Patients were frequently undergoing unnecessary amputations of limbs that could have been saved under ordinary circumstances, he said.

The United Nations said a week ago there were no fully functioning hospitals left in Gaza, where more than 68,200 people have been wounded according to the latest Gaza health ministry toll.

The ministry says at least 28,576 people, mostly women and children, have been killed during Israel's assault on the Palestinian territory since October 7.

The Hamas attack that launched the war resulted in the deaths of about 1,160 people in Israel, mostly civilians, according to an AFP tally based on official Israeli figures.

- 'War in the north' -

With regional tensions high, the Israeli army said Wednesday that rocket fire from Lebanon killed an Israeli soldier, while Lebanese sources said Israeli strikes had killed nine people, seven of them civilians.

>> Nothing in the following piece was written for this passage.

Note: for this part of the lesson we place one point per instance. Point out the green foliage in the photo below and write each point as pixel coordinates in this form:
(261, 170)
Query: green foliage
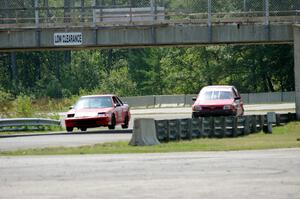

Since the outbreak of the Israel-Hamas war, Hezbollah has traded near-daily fire with Israeli troops, with tens of thousands displaced on both sides.

But the worst single-day civilian death toll in Lebanon since October raised fears of a broader conflict between Israel and militant group Hezbollah.

After meeting commanders near the Lebanese border, Israeli army chief Herzi Halevi said Israel is "now focused on being ready for war in the north".